This is a book that I’ve been looking forward to for a while, after reading his first offering Mary’s The Name I was intrigued to see what kind of adventure we would be taken on next.
FOURTH YEAR. TWO PALS. ONE MURDER.WELCOME TO BATTLEFIELD HIGH…
‘Whoever said yer school days are the best days ae yer life was at the absolute wind up. I hink maist adults dinnae mind whit it was really like. Wait til yeese hear whit Sonny and me got detention for…’
Daughter and Sonny are two best friends just trying to get through fourth year at high school. But when their favourite teacher leaves unexpectedly, and no one will say why, the boys decide to start their own investigation. As they dig deeper into the staff at Battlefield High, they discover a dark secret which one person will kill to protect…

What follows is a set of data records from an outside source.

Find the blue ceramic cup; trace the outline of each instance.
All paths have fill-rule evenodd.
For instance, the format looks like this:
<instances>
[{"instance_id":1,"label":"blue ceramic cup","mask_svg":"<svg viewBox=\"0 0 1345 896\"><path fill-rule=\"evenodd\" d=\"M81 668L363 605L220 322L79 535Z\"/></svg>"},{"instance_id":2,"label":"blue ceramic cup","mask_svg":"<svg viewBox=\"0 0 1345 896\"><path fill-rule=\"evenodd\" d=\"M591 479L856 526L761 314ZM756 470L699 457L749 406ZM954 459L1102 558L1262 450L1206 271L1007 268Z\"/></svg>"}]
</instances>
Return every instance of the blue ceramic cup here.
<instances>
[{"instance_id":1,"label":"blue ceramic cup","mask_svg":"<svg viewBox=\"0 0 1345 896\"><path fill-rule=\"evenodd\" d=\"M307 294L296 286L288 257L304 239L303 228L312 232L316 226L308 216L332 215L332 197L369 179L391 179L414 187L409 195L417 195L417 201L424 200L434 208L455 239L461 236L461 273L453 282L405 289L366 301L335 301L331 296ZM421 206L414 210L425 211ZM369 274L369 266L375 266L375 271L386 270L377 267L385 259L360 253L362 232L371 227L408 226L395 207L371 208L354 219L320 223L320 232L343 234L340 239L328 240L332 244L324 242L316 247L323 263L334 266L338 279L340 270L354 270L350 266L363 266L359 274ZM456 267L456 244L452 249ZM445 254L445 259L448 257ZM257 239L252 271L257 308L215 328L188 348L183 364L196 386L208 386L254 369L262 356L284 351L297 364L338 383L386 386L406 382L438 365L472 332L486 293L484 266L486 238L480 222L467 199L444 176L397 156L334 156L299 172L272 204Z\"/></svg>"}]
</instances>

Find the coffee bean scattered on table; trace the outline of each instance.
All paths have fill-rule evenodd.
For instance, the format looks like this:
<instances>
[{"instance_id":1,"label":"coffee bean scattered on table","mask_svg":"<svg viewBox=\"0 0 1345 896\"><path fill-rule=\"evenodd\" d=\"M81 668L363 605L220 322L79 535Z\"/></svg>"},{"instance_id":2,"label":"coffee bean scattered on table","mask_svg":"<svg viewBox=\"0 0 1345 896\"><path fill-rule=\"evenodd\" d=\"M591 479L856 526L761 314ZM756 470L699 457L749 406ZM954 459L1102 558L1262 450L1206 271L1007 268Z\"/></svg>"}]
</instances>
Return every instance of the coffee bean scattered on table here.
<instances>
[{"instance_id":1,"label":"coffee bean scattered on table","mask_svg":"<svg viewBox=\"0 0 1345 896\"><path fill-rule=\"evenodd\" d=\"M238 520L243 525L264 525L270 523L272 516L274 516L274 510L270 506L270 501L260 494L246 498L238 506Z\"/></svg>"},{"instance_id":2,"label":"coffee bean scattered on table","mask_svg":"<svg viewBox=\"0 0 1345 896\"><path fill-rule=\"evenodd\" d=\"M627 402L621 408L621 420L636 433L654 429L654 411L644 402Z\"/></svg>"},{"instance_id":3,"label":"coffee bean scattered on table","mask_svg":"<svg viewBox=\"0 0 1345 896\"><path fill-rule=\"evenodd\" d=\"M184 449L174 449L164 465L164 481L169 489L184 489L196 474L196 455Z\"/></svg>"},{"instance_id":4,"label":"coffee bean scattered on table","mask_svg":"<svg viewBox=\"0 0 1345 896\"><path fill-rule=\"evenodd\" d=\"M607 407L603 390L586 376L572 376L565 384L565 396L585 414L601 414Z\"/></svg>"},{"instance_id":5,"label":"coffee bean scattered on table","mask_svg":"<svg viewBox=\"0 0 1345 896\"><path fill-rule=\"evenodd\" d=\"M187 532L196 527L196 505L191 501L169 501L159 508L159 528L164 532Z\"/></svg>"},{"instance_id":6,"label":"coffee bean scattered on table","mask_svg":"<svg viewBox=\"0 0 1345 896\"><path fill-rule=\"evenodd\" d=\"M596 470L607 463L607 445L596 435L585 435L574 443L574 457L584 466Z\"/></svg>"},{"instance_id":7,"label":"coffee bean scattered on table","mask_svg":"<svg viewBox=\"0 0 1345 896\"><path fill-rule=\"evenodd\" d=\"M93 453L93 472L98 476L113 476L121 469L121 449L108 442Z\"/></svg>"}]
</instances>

Will they uncover the truth without being expelled? Can their friendship survive when personal secrets are revealed? And will they manage to skive off double English?
Sonny and Me is definitely one of my favourite reads this year, it is fantastic. I was expecting a lot after reading Mary’s The Name but this book has surpassed all my expectations and then some.
It’s the kind of book that I would caution against reading in public unless you’re ok with people giving you funny looks, I was laughing before the end of the first chapter and then throughout most of the book. There were a lot of casual comments, usually from Sonny, that cracked me up but even some of the situations the boys found themselves in were just generally humorous.
For me this book was kind of like being transported back in time, so many things that I had forgotten about the high school experience came rushing back and gave me this feeling of camaraderie with the boys. It’s difficult not to love Sonny and Daughter, their friendship is wonderful but not always perfect, it has the right balance for two people still trying to figure themselves out.
The family dynamics in this book were also brilliant and usually had me in stitches, the Daughter family particularly were very relatable, it’s always in the little things like arguing who is going to get the door at a time when you aren’t expecting anyone. I was glad that there was a good relationship between Billy (Daughter) and his sister, even though there could have been reasons for a rivalry between them, they had each other’s backs.
It took me a second to get used to reading in Scots but after that I could easily hear it in my mind, I think it’s because the author has such a clear writing style that just immerses you into the words and keeps you engaged with his wit. He has also managed to capture the voices of the characters really well and create a cast that you want to read about.
The plot was fantastic because it weaved this element of the mystery that the boys are trying to solve through their everyday events, it wasn’t the sole focus of the book, we are also seeing how they navigate teenage life. It made for a more authentic reading experience and meant that I was totally absorbed in the book and didn’t want it to end.
I’m already looking forward to seeing what Ross Sayers comes up with next.
Ross studied English in his hometown of Stirling. Not content with the one graduation, he completed a Masters in Creative Writing the following year. His stories and poems have featured in magazines such as Octavius and Quotidian. Ross also tried his hand at acting in the university’s Drama Society, which gave him valuable life experience at being an extra with no lines.
One of his short stories, Dancin’, was used on West College Scotland’s Higher English course. He only found out after a student tweeted him requesting a copy of the story so she could finish her essay.
Ross mainly reads contemporary and literary fiction, and loves it when a writer remembers to include an interesting plot. He heartily endorses not finishing books which bore you.
While researching Mary’s the Name in Portree, gift shop employees excitedly mistook him for Daniel Radcliffe; Ross had to burst their bubble. But at a football match in London, he agreed to have his photo taken with a wee boy, who believed he was Harry Potter, to save any tears or tantrums.